Let’s account for non-linearities by exploring several algorithms. Splines and general additive models will be examined in this second part of the exploration of non-linear models.
Instead of a single polynomial across the entire space, one can use different polynomials in regions defined by knots with the constraint that there must be continuity at the knots. A cubic spline has both first and second derivatives continous at the knots.
incomelims=range(ver3$logincome)
income.grid=seq(from=incomelims[1],to=incomelims[2])
#par(mfrow=c(1,3))
plot(ver3$logincome,ver3$logloanamt,col="darkgrey")

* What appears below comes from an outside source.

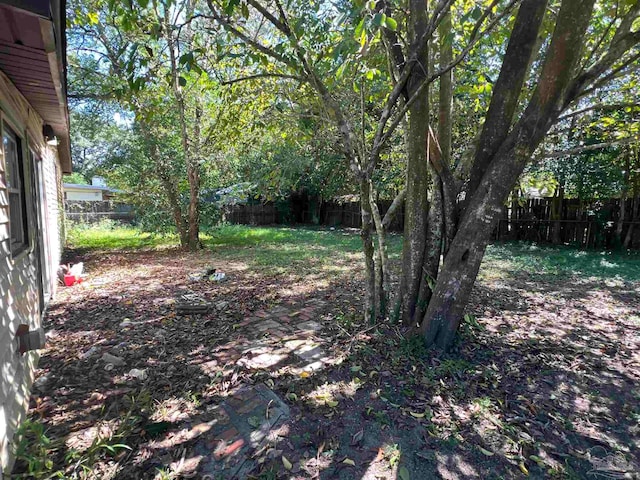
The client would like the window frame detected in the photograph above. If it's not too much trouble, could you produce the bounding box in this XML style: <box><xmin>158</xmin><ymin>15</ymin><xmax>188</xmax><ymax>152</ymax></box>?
<box><xmin>0</xmin><ymin>115</ymin><xmax>32</xmax><ymax>260</ymax></box>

lines(income.grid,predict(fit,list(logincome=income.grid)),col="darkgreen",lwd=2)
abline(v=c(2,4,6),lty=2,col="darkgreen")
With a smoothing spline, one can set the smoothing parameters using degrees of freedom or with the tuning parameter lambda selected by cross-validation. Let’s build a smoothing spline model using cross validation.
#using loocv to fit a smoothing spline
#par(mfrow=c(3,1))
plot(ver3$logincome,ver3$logloanamt,col="darkgrey")
lines(fit,col="purple",lwd=2)
## Call:
## smooth.spline(x = ver3$logloanamt, y = ver3$logincome, cv = TRUE)
##
## Smoothing Parameter spar= 0.9116 lambda= 0.01145 (10 iterations)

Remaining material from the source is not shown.